I rendimenti sovrani lungo la curva delle scadenze in Italia sono scesi negli ultimi mesi, grazie al mix di misure di BCE e Commissione UE adottate contro la crisi. Per ottenere un rendimento dell’1% bisogna adesso spostarsi sui 10 anni e per il 2% bisogna almeno arrivare ai 30 anni. Nel confronto con il resto dell’Eurozona, comunque, i livelli italiani restano superiori a tutti gli altri, a parziale eccezione della Grecia. Tutto bene, fino a quando non dovessimo scoprire sulla nostra pelle che i bassissimi rendimenti attualmente offerti fossero insufficienti anche solo a coprire l’inflazione.

Ad oggi, la crescita dei prezzi risulta così bassa da non impensierire nessuno, ma siamo così sicuri che la loro ripresa futura non provochi qualche mal di testa?

BTp€i maggio 2030, asta di oggi buona occasione d’investimento?

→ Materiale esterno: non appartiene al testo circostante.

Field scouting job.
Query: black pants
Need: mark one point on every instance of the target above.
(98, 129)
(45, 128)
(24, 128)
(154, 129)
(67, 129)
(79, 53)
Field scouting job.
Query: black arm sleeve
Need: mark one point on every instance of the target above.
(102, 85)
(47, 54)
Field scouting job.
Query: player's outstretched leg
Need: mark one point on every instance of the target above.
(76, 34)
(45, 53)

Quando l’inflazione accelera, i rendimenti sovrani e corporate salgono e i prezzi scendono. Se cerchiamo di rivendere i bond prima della scadenza, subiremo una perdita e magari siamo costretti a tenere in portafoglio un asset con flussi di reddito reali negativi. Ecco perché sarebbe opportuno proteggerci con l’inserimento di una quota dedicata alle obbligazioni “inflation-linked”. Tra queste, troviamo i BTp€i maggio 2030 e cedola reale 0,40% (ISIN: IT0005387052). Ieri, il titolo prezzava sotto i 99 centesimi, offrendo un rendimento alla scadenza dello 0,52%. Esso si confronta con l’1,08% offerto nel corso della stessa seduta dal decennale con cedola fissa.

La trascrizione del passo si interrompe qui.